February 26, 1909.
For the first time, the general public was shown a program in Kinemacolor. Twenty-one short films were shown at the Palace Theater in London and, for the first time, they were colorized.
Kinemacolor was the first successful color motion picture process. It was used from 1908 to 1914 and was invented by George Albert Smith. It was a two-color additive color process that photographed and projected a black-and-white film behind alternating red and green filters.

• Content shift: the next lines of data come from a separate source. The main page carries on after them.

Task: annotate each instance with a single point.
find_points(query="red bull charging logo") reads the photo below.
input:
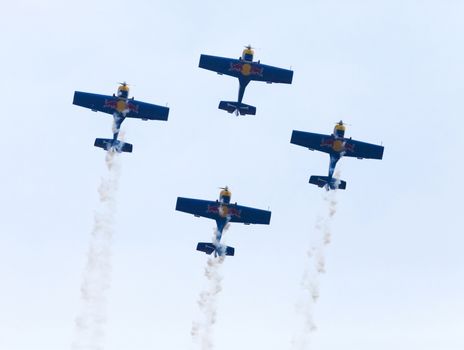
(246, 68)
(331, 143)
(121, 106)
(231, 211)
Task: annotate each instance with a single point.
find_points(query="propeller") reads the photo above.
(124, 84)
(342, 123)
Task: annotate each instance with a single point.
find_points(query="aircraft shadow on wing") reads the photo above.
(246, 70)
(223, 212)
(121, 107)
(337, 146)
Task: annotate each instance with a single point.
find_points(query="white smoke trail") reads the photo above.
(90, 323)
(202, 331)
(313, 269)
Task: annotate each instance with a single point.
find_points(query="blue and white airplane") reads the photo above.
(223, 212)
(121, 107)
(337, 146)
(246, 70)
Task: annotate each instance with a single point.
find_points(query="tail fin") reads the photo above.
(116, 145)
(209, 248)
(323, 181)
(241, 108)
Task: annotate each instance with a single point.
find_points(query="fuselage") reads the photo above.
(223, 211)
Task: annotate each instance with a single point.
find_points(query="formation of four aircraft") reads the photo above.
(222, 210)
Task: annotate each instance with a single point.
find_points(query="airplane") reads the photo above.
(337, 146)
(121, 107)
(223, 212)
(245, 69)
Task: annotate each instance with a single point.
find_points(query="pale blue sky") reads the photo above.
(393, 70)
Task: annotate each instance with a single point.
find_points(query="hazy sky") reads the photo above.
(392, 70)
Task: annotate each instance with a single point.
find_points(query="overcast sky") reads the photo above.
(392, 70)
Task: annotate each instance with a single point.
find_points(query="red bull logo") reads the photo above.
(337, 145)
(231, 211)
(246, 68)
(327, 142)
(132, 107)
(349, 147)
(111, 104)
(121, 106)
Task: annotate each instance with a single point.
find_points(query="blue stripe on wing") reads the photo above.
(210, 210)
(107, 104)
(360, 149)
(311, 140)
(246, 70)
(95, 102)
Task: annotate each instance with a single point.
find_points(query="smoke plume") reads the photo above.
(202, 331)
(96, 281)
(314, 267)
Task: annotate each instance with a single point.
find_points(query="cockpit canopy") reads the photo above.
(339, 130)
(123, 91)
(247, 54)
(225, 195)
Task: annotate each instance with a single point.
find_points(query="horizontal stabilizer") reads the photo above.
(241, 108)
(113, 145)
(323, 181)
(209, 248)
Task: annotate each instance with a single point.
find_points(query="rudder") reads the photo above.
(322, 181)
(231, 107)
(116, 145)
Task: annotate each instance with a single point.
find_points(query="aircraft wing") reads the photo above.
(243, 69)
(210, 210)
(361, 150)
(109, 104)
(311, 140)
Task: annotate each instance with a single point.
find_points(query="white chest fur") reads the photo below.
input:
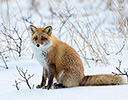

“Of the many attempts to produce cinematograph pictures… the greatest amount of attention so far has been attracted by a system invented by George Albert Smith, and commercially developed by Charles Urban under the name of “Kinemacolor.” In this system (to quote from Cassell’s Cyclopædia of Photography, edited by the editor of this present book), only two colour filters are used in taking the negatives and only two in projecting the positives. The camera resembles the ordinary cinematographic camera except that it runs at twice the speed, taking thirty-two images per second instead of sixteen, and it is fitted with a rotating colour filter in addition to the ordinary shutter. This filter is an aluminium skeleton wheel… having four segments, two open ones, G and H; one filled in with red-dyed gelatine, E F; and the fourth containing green-dyed gelatine, A B. The camera is so geared that exposures are made alternately through the red gelatine and the green gelatine. Panchromatic film is used, and the negative is printed from in the ordinary way, and it will be understood that there is no colour in the film itself.”[1]
Kinemacolor was most commercially successful between 1909 and 1918 and was shown at more than two-hundred-and-fifty venues. However, it was never a success, primarily due to the fact that it was so expensive to install the projectors in the cinemas.
[1] Anonymous, How to Make and Operate Moving Pictures (New York, New York: Funk & Wagnalls, 1917).